Line Through Points

Category

Arrays

Difficulty

Very Hard

Problem Statement

Given a set of 2D points, find the maximum number of points that lie on the same straight line. The points are given as an array of (x, y) coordinate pairs.

Intuition

For each point, we can compute the slope it forms with every other point. Points that share the same slope relative to a fixed reference point are collinear with it. By grouping slopes and finding the largest group, we find the maximum collinear count through that reference point. Repeating this for every point as the reference gives the global answer. The critical subtlety is representing slopes in a way that avoids floating-point errors — using reduced fractions (rise/run in lowest terms) instead of decimal division.

Approach

1. For each point p in the array, treat it as the "anchor" and compute the slope to every other point q.
2. Represent the slope as a pair (dy, dx) reduced to lowest terms using the GCD. Normalize sign so that dx is always non-negative (and if dx == 0, ensure dy is positive). This avoids hash collisions between equivalent slopes.
3. Use a hash map to count how many points share each slope relative to the anchor.
4. Track duplicate points (same coordinates as the anchor) separately, since they are collinear with any line through the anchor.
5. The best count through this anchor is maxSlopeCount + duplicates.
6. The global answer is the maximum across all anchors.

Pseudocode

function lineThroughPoints(points):
    if len(points) <= 2:
        return len(points)

    maxPoints = 1

    for i from 0 to len(points) - 1:
        slopeMap = {}
        duplicates = 1  # count self

        for j from 0 to len(points) - 1:
            if i == j:
                continue
            dx = points[j].x - points[i].x
            dy = points[j].y - points[i].y

            if dx == 0 and dy == 0:
                duplicates += 1
                continue

            g = gcd(abs(dy), abs(dx))
            dy /= g
            dx /= g

            # Normalize sign
            if dx < 0:
                dx = -dx
                dy = -dy
            elif dx == 0:
                dy = abs(dy)

            slope = (dy, dx)
            slopeMap[slope] = slopeMap.get(slope, 0) + 1

        localMax = duplicates
        for count in slopeMap.values():
            localMax = max(localMax, count + duplicates)

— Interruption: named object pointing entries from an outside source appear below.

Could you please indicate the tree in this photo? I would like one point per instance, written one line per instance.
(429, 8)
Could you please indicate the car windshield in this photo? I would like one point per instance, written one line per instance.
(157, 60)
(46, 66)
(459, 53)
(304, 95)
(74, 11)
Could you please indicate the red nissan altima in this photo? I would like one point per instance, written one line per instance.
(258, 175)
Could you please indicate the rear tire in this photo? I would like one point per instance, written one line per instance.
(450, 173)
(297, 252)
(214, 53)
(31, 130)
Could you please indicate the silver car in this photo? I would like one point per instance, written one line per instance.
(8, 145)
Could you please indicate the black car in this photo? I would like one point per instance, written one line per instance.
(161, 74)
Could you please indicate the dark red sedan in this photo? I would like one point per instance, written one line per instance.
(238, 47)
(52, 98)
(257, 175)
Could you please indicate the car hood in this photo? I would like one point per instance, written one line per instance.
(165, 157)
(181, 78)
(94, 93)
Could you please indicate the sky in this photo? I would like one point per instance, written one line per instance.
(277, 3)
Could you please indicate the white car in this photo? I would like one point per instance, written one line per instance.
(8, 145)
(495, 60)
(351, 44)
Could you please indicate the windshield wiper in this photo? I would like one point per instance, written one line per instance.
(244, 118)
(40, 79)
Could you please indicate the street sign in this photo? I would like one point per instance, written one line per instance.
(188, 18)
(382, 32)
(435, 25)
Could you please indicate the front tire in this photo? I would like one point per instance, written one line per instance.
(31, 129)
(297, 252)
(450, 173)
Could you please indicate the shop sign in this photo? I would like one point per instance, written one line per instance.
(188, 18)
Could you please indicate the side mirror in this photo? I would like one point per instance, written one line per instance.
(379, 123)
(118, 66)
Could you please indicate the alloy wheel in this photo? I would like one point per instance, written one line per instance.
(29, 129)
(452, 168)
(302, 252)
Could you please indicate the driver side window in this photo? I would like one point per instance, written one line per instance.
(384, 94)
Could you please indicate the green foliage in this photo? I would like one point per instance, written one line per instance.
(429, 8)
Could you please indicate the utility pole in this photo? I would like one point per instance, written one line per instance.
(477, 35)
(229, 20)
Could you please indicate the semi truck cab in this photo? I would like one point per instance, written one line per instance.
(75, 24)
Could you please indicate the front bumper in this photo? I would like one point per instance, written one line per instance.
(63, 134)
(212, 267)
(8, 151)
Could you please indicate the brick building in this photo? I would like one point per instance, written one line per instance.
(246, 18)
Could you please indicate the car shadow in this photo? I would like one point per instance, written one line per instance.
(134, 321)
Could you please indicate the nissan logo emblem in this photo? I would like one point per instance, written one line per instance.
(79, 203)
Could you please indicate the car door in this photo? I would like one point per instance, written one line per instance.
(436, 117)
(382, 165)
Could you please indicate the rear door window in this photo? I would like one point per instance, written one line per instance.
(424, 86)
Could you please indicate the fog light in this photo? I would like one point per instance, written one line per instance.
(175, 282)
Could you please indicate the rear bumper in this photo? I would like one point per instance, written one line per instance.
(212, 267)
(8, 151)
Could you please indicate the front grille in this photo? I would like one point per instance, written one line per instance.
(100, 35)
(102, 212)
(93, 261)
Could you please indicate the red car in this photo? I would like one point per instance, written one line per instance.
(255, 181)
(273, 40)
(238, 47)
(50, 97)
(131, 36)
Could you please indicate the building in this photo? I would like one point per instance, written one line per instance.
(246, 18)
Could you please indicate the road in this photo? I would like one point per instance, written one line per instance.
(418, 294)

        maxPoints = max(maxPoints, localMax)

    return maxPoints

Time & Space Complexity

• Time: O(n^2) where n is the number of points. For each of the n points, we iterate over all other n-1 points. GCD computation is O(log(max_coordinate)) per pair, which is negligible.
• Space: O(n) for the slope hash map, which is rebuilt for each anchor point.

Key Insights

• Representing slopes as reduced integer fractions avoids floating-point precision issues entirely. This is essential for correctness.
• Sign normalization ensures that slopes like (1, -2) and (-1, 2) are treated as the same slope.
• Vertical lines (dx = 0) and horizontal lines (dy = 0) are handled naturally by the fraction representation.
• Duplicate points must be counted separately since they have an undefined slope but lie on every line through that location.
• The O(n^2) approach is optimal because in the worst case, verifying that more than 2 points are collinear requires examining all pairs.

Edge Cases

• Single point: return 1.
• Two points: always collinear, return 2.
• All points are the same: all duplicates, return n.
• All points are collinear: the answer is n.
• Large coordinates: ensure GCD and fraction operations do not overflow (use long integers if necessary).
• Points forming a grid: many distinct slopes exist, but the answer might still be a full row or column.